Friday, May 8, 2009

Transparency as Transformative

There was an interesting piece in Time yesterday by Michael Grunwald, entitled, "Republicans in Distress: Is the Party Over?"

The thrust of the piece is that the electorate just isn't interested in buying what the Republicans are selling (i.e., tax cuts, social conservatism, tax cuts, corporate welfare, tax cuts). It caught my attention because of what Patrick McHenry (a committed conservative) was quoted as saying:
"Marginal tax rates are the lowest they've been in generations, and all we can talk about is tax cuts," he said. "The people's desires have changed, but we're still stuck in our old issue set."
Coming from McHenry, that was, indeed, shocking. So, if it's true that the Reaganesque model of government just isn't attractive to people any more, what explains the shift? Before exploring that question a little bit, I should warn that my explanation is decidedly incomplete. But it is, I think, a piece of the larger puzzle:

The nature of the relationship between the government and the governed is changing.

First, welfare government is here to stay. People are not going to support the return to a pre-New Deal style of government. But that has been obvious for a while now. The difference is captured in one of the key themes of Obama's campaign: transparency. Set aside what you think about whether he has lived up to his broad promises for openness in government and focus on the fact that the message resonates with people. The information revolution, broadened and deepened by technological advances (starting with the internet itself), has profoundly altered our perceptions, and our expectations, of government.

Technology has given the general public visibility of their government. Government is no longer the mysterious source of benevolent assistance in times of need. The social safety net isn't an invisible mechanism that exists by the grace of a government beyond our reach. We can now peer directly into the heart of government and see for ourselves what is happening. We can read the budget, or the text of legislation, or proposed regulations, instantly, and that's just the very very beginning of what the information revolution has wrought.

We the People now have the tools to connect ourselves directly to the process of governance, if we choose to use them, but if government shuts us out, those tools are all but useless, except insofar as they allow us to force our way in. For example, if legislators make backroom, sweetheart deals with lobbyists, we may never know about it. Unless we have access to the records of contacts between lobbyists and politicians, of donations to political campaigns, of disclosure of potential conflicts of interest.
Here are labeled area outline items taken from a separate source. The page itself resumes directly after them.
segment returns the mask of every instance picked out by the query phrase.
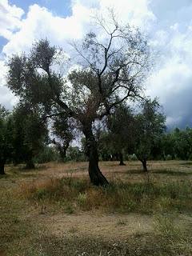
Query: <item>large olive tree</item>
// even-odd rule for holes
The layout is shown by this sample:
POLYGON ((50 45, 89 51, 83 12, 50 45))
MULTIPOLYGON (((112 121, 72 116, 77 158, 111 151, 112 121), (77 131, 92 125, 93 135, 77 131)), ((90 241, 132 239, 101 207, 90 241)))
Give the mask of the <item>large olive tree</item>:
POLYGON ((21 100, 38 104, 46 115, 67 114, 76 119, 86 137, 89 174, 94 185, 108 184, 98 167, 92 125, 111 110, 141 94, 149 68, 150 51, 138 30, 97 18, 96 32, 73 43, 74 61, 67 78, 58 71, 61 50, 47 40, 35 43, 29 54, 14 55, 7 83, 21 100))

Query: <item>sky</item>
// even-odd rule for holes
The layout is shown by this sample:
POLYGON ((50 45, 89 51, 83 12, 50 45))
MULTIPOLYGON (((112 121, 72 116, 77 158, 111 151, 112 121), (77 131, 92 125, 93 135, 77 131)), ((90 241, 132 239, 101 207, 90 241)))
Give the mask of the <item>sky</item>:
POLYGON ((109 7, 147 36, 155 58, 146 95, 159 98, 167 126, 192 126, 192 0, 0 0, 0 104, 17 102, 6 86, 10 56, 46 38, 67 51, 90 31, 94 10, 109 7))

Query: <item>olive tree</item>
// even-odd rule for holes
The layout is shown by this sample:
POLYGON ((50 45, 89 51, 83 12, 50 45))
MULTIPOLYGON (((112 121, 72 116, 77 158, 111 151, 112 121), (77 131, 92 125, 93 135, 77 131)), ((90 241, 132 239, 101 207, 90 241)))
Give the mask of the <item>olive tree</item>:
POLYGON ((12 156, 12 132, 10 114, 0 106, 0 174, 5 174, 5 164, 12 156))
POLYGON ((134 153, 142 162, 145 172, 148 170, 146 161, 152 153, 153 147, 160 142, 166 129, 165 122, 166 117, 156 98, 148 99, 142 103, 141 113, 135 116, 134 137, 134 153))
POLYGON ((90 181, 96 186, 108 181, 98 166, 93 123, 123 101, 139 97, 150 62, 141 33, 111 17, 110 22, 98 18, 96 32, 73 43, 76 63, 67 78, 56 69, 61 49, 41 40, 29 54, 10 58, 7 78, 9 88, 21 100, 38 104, 44 117, 64 113, 78 121, 86 138, 90 181))
POLYGON ((107 126, 111 147, 118 154, 120 166, 125 165, 123 151, 127 151, 133 144, 134 120, 132 110, 123 103, 118 106, 114 112, 108 117, 107 126))

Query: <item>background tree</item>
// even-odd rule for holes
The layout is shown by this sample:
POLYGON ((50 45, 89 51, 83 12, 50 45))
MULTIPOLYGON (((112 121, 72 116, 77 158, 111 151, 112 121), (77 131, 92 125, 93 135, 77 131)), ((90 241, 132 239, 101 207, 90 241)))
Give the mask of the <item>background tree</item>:
POLYGON ((118 24, 112 13, 110 18, 106 23, 98 17, 98 35, 90 32, 74 44, 78 68, 69 74, 70 83, 55 70, 61 50, 46 40, 34 44, 28 55, 13 56, 8 65, 8 86, 21 101, 38 104, 44 115, 65 113, 80 123, 90 181, 97 186, 108 182, 98 167, 93 123, 139 96, 149 68, 149 47, 140 32, 118 24))
POLYGON ((5 164, 12 157, 12 133, 11 116, 0 106, 0 174, 5 174, 5 164))
POLYGON ((115 107, 114 114, 108 117, 107 126, 111 147, 118 153, 119 165, 123 162, 123 151, 129 150, 133 144, 134 114, 125 103, 115 107))
POLYGON ((146 161, 153 147, 160 141, 165 130, 165 121, 166 117, 157 99, 142 102, 141 113, 135 116, 134 153, 142 162, 144 171, 147 171, 146 161))
POLYGON ((74 124, 71 118, 64 115, 56 116, 53 121, 52 134, 54 138, 51 142, 58 150, 61 160, 64 161, 66 157, 66 150, 74 138, 74 124))
POLYGON ((14 162, 24 162, 26 169, 33 169, 34 158, 47 139, 46 125, 40 118, 38 109, 30 105, 18 105, 13 112, 13 120, 14 162))

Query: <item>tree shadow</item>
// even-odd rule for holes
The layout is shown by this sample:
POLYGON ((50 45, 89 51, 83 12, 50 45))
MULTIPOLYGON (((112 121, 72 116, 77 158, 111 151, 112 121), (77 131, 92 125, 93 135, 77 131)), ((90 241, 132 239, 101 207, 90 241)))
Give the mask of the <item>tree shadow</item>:
POLYGON ((178 170, 153 170, 154 174, 165 174, 165 175, 171 175, 171 176, 188 176, 192 175, 192 172, 186 171, 178 171, 178 170))

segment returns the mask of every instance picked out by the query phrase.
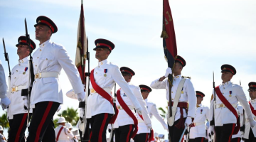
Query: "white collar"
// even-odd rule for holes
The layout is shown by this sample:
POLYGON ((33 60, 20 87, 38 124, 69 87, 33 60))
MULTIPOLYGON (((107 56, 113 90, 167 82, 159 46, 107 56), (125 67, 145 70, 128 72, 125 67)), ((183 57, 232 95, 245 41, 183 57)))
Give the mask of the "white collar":
POLYGON ((22 64, 22 63, 28 61, 28 56, 27 56, 27 57, 26 57, 26 58, 24 58, 21 59, 21 60, 18 60, 18 63, 22 64))

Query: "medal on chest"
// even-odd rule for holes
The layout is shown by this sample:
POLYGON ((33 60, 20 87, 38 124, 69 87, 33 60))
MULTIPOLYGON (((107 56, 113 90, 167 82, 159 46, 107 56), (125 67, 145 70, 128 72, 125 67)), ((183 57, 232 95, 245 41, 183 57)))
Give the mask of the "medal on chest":
POLYGON ((28 70, 28 68, 27 67, 25 67, 25 69, 24 69, 24 71, 25 71, 25 72, 23 72, 23 75, 25 75, 25 74, 26 74, 26 72, 28 70))
POLYGON ((104 72, 105 72, 104 76, 107 77, 107 69, 104 69, 104 72))

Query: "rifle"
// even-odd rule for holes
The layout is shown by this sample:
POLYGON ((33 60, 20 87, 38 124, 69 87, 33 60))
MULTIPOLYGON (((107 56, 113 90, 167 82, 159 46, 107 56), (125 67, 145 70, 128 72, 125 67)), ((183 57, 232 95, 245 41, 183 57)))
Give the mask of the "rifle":
MULTIPOLYGON (((5 48, 5 43, 4 43, 4 38, 3 38, 3 45, 4 45, 4 58, 6 59, 6 61, 7 61, 8 62, 8 67, 9 67, 9 76, 8 77, 8 84, 9 84, 9 87, 11 87, 11 69, 10 69, 10 62, 9 62, 9 56, 8 56, 8 53, 6 53, 6 48, 5 48)), ((9 88, 9 89, 11 89, 9 88)))
MULTIPOLYGON (((240 85, 241 86, 241 80, 240 80, 240 85)), ((245 133, 245 109, 242 109, 242 126, 240 127, 240 131, 245 133)))
MULTIPOLYGON (((213 72, 213 92, 214 92, 214 95, 213 95, 213 119, 212 121, 210 121, 210 126, 213 126, 213 127, 215 127, 215 119, 214 119, 214 112, 215 112, 215 104, 216 104, 216 94, 215 94, 215 82, 214 82, 214 72, 213 72)), ((213 135, 214 133, 211 133, 211 135, 213 135)), ((215 135, 214 135, 214 137, 215 136, 215 135)), ((213 138, 215 140, 215 138, 213 138)))
MULTIPOLYGON (((10 62, 9 62, 9 56, 8 56, 8 53, 6 53, 6 48, 5 48, 5 43, 4 43, 4 38, 3 38, 3 45, 4 45, 4 58, 6 59, 6 61, 7 61, 8 62, 8 67, 9 67, 9 77, 10 77, 11 79, 11 69, 10 69, 10 62)), ((10 87, 10 86, 9 86, 10 87)))
MULTIPOLYGON (((27 28, 27 23, 25 18, 25 31, 26 31, 26 40, 27 43, 28 44, 29 47, 29 60, 28 60, 28 108, 24 107, 25 109, 28 109, 28 119, 27 119, 27 126, 28 127, 28 121, 29 121, 29 110, 30 110, 30 95, 31 94, 31 89, 33 86, 33 82, 35 80, 35 75, 33 74, 33 64, 32 64, 32 49, 31 48, 31 40, 30 36, 28 34, 28 28, 27 28)), ((22 91, 21 91, 22 92, 22 91)), ((21 92, 22 94, 22 92, 21 92)))
MULTIPOLYGON (((87 111, 87 97, 88 95, 90 94, 90 89, 89 89, 89 85, 90 85, 90 52, 88 51, 88 38, 87 38, 87 52, 86 52, 86 60, 87 60, 87 65, 88 65, 88 72, 85 73, 86 75, 86 85, 85 85, 85 102, 82 102, 82 103, 84 103, 84 104, 82 106, 79 106, 79 107, 83 107, 85 108, 85 112, 84 114, 85 116, 86 115, 86 111, 87 111)), ((82 55, 83 56, 83 55, 82 55)), ((82 62, 83 62, 83 60, 82 62)), ((83 64, 83 63, 82 63, 83 64)), ((83 67, 82 67, 82 70, 83 67)), ((82 141, 90 141, 90 119, 84 119, 82 121, 82 123, 83 124, 83 131, 82 133, 82 141)))
MULTIPOLYGON (((114 109, 115 109, 115 105, 116 105, 116 98, 117 98, 117 93, 116 93, 116 84, 114 84, 114 99, 113 99, 113 102, 114 102, 114 109)), ((116 110, 114 110, 114 111, 116 111, 116 110)), ((110 142, 113 142, 114 141, 114 124, 111 124, 111 131, 110 131, 110 142)))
And if they don't want to tell us about those things, we can find out. We the People have been empowered vis-a-vis our government, and there's no rolling that back now. The emphasis on transparency and openness in government recognizes the power we now possess. Perhaps the campaign pledge merely panders to that power, and when elected, politicians will not live up to their promise. I'd suggest that they do so at their own political peril.
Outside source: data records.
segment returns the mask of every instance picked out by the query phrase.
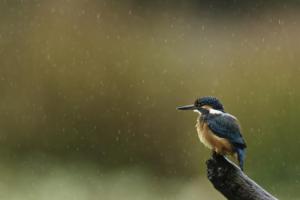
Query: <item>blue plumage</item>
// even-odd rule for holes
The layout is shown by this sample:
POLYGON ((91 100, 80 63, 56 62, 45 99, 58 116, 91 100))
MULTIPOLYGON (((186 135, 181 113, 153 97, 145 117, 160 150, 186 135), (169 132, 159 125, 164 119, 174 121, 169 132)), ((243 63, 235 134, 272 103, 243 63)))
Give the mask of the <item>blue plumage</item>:
MULTIPOLYGON (((213 134, 226 139, 232 145, 232 153, 237 154, 239 166, 243 170, 245 148, 247 146, 242 137, 239 122, 234 116, 224 111, 222 103, 217 98, 202 97, 197 99, 193 105, 178 107, 178 109, 199 112, 200 124, 207 124, 213 134)), ((204 135, 201 137, 209 136, 204 135)))

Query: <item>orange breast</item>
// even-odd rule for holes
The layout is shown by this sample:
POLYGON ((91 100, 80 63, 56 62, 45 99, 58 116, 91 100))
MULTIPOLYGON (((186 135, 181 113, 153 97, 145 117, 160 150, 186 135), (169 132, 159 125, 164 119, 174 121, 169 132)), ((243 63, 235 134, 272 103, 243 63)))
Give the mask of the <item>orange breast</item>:
POLYGON ((233 153, 233 147, 230 142, 225 138, 215 135, 205 122, 200 122, 198 119, 196 128, 200 141, 206 147, 222 155, 233 153))

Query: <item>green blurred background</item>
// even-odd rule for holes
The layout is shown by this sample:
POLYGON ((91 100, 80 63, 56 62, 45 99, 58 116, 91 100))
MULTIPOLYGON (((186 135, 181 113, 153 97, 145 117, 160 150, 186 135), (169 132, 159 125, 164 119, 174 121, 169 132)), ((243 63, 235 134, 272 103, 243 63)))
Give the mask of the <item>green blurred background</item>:
POLYGON ((196 115, 242 123, 246 173, 300 199, 297 1, 2 0, 0 198, 224 199, 196 115))

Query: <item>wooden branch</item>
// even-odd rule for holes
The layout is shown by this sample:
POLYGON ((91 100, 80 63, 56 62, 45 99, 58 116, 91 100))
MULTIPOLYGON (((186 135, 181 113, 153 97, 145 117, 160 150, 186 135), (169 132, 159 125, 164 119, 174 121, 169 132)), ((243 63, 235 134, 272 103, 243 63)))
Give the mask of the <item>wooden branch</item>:
POLYGON ((223 156, 213 155, 206 165, 208 179, 229 200, 277 200, 223 156))

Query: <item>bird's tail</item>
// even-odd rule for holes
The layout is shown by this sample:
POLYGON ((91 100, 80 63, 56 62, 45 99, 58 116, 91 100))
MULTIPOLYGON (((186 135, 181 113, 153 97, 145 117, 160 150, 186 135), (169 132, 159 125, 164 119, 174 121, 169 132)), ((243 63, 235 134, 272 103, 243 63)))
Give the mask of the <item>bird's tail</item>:
POLYGON ((244 171, 244 160, 245 160, 245 149, 236 148, 236 153, 239 161, 239 166, 242 171, 244 171))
To tie it back to the story in Time, people haven't rejected the basic ideas of Republicans because they suddenly trust the government, or believe it to be a reliable, and reliably benevolent, presence in their lives. I don't believe people trust the government much at all. Nor should they. Trust implies a measure of faith, and faith is the gap between belief and evidence. And the point is that we don't have to trust the government. "Trust, but verify" is an already outdated slogan. Transparency means that we have no need to trust government because we can see what is happening for ourselves. Big Government isn't as much of a threat when we can watch its every move. People generally favor the social and economic programs of liberals, but when the government that administers them is a black box, we are rightly skeptical. We want to know what's going on inside the box. Who's benefiting from it? What aren't they telling us? This attitude is classic American skepticism about government. About closed government.

In other words, my thesis is that the ideas of the Republican Party are not attractive to people who want help, who want a social safety net, who want some measure of economic equality and a full measure of social and political equality, and who can obtain those things in such a way that they don't have to entrust extraordinary power in an unaccountable way. If, but only if, we have visibility of what's going on in our government can we accept an expanded role for government. Think about the Treasury's response to the economic crisis and think about how objectionable people have found the withholding of basic kinds of information about who is getting what in the bailouts. I suspect that people recognize the need for government to do something, given the scope of the problem; indeed, the suggestion in the Time story is that failure to do something constructive could spell the end of this Democratic upsurge. People generally (notwithstanding the libertarian exceptions) want the government to do something to fix the economic disaster wrought by unaccountable banks, but we want the government to do it in the open. We want them to do it in the open because we believe in our power to pressure the government to do it right. We know the first desire of every politician's heart is to be reelected. We know their ambitions. And we're willing to give them the power they desire, but only if we can see what they do when they arrive. Thus, openness is (or is becoming) a condition precedent.

My concluding point is that the message of the story in Time is two-edged for Democrats. They are on the right side of the substantive debate, as Republicans themselves are beginning to realize (see the Patrick McHenry quote at the beginning). But being right isn't sufficient to win. You have to do it right, too, and that means conducting business in the open, in the full sunshine of public scrutiny. If Democrats do that, they have a very bright future.